Gartner defines the Cyber-Physical Systems (CPS) Protection Platforms Market as “products and services that use knowledge of industrial protocols, operational/production network packets or traffic metadata, and physical process asset behavior to discover, categorize, map and protect CPS in production or mission-critical environments outside of enterprise IT environments.” This report indicates a shift in the OT security market, which is moving beyond the use of segregated network architectures as the principal form of OT cybersecurity and into asset-centric approaches that protect at the level of individual users, applications and systems.
“With the changing threat landscape, an asset-centric approach to securing operations is an essential step to effectively protect against today’s advanced cyberattacks,” said Duncan Greatwood, CEO of Xage Security. “We believe this recognition of the market signals a new stage in critical infrastructure protection as more and more organizations are adopting CPS asset-centric security to prevent, contain and respond to cyber attacks.”
Operational Security Evolving to an Asset-Centric Security Model
Gartner states that “As the complexity and variety of old and new assets have become a reality for most organizations, so has the recognition that a new approach to security is needed.”Xage is pioneering a new approach to infrastructure cybersecurity providing operators with capabilities from asset discovery to identity-based cyber hardening in a converged solution that protects access to assets, data, and applications even if attackers gain access to the operational network.Last year, Xage was also recognized as a Representative Vendor among CPS Protection Platforms in the Gartner 2022 Innovation Insight for Cyber-Physical Systems Protection Platforms report and also named in the Gartner 2022 Market Guide for Operational Technology Security report.Xage helps operators protect their systems using an identity-based asset-centric zero trust architecture. Xage’s capabilities include identity-based access management and privilege enforcement, zero trust remote access, multi-layer multi-factor authentication (MFA), and zero trust data exchange that protects access to sensitive operational data.Gartner Market Guide for Cyber-Physical Systems Protection Platforms, Katell Thielemann and Wam Voster, 29th June 2023.

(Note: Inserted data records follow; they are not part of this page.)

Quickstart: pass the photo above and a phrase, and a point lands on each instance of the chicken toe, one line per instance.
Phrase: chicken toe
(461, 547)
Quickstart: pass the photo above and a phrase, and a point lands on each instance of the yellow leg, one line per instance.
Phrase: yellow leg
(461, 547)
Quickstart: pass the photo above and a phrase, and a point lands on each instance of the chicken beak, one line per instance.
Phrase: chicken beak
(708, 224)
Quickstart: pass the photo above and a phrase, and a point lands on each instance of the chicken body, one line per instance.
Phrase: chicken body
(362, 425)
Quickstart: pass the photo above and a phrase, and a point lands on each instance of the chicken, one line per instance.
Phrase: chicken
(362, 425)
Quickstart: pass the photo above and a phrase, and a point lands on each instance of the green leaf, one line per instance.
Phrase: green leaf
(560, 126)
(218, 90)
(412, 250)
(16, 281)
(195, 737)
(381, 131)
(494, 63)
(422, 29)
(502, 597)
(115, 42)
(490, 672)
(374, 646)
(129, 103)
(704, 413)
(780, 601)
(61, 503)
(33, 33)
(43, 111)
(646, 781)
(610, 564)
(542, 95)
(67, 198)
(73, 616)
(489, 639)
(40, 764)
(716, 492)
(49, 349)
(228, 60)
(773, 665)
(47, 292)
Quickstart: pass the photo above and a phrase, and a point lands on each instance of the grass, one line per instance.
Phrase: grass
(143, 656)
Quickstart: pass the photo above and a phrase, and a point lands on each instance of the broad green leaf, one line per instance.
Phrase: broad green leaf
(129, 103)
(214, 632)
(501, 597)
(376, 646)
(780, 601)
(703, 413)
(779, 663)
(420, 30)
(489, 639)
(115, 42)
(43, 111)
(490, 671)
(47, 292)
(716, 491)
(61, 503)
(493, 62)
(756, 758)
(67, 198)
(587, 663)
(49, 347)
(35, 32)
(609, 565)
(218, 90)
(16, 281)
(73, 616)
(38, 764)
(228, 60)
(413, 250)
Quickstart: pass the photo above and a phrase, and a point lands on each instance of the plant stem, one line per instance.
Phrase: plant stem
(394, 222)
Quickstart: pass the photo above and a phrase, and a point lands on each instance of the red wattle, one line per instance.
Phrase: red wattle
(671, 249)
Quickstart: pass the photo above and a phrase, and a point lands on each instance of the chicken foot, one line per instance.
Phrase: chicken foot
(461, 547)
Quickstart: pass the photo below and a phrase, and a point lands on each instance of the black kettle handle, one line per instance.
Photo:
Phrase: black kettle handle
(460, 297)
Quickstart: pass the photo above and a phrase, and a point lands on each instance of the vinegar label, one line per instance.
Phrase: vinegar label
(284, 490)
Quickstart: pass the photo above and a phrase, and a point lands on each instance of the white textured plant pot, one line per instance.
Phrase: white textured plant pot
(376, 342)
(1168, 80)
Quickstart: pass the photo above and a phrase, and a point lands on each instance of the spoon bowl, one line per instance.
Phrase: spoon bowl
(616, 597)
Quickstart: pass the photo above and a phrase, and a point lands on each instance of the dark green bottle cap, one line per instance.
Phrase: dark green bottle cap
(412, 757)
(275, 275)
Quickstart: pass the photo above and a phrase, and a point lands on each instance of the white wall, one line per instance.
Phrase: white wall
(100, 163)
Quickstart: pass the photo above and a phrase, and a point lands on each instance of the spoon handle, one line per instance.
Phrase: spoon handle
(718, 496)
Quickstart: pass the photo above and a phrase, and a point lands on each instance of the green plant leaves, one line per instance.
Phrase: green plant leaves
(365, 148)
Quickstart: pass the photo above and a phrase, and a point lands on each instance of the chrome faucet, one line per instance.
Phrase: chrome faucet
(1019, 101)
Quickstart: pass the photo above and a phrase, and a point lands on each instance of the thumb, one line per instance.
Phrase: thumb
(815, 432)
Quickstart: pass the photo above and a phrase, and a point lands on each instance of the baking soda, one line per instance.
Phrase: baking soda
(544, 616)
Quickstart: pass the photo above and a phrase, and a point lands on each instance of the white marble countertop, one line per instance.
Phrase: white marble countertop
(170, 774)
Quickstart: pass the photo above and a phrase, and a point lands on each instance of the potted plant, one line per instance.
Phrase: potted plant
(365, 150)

GARTNER is registered trademarks and service marks of Gartner, Inc. and/or its affiliates in the U.S. and internationally and are used herein with permission. All rights reserved.Gartner does not endorse any vendor, product or service depicted in its research publications, and does not advise technology users to select only those vendors with the highest ratings or other designation. Gartner research publications consist of the opinions of Gartner’s research organization and should not be construed as statements of fact. Gartner disclaims all warranties, expressed or implied, with respect to this research, including any warranties of merchantability or fitness for a particular purpose.
About Xage Security
Xage is the first and only zero trust real-world security company. Xage’s solutions and services accelerate and simplify the way enterprises secure, manage and transform digital operations across OT, IT, and cloud. Xage products include Identity-based access management, remote access, and zero trust data exchange, all powered by the Xage Fabric. Xage also offers Cybersecurity Services, which deliver expert design, implementation, and support services to accelerate the adoption of proactive cyber-defense and underpin secure digital transformation.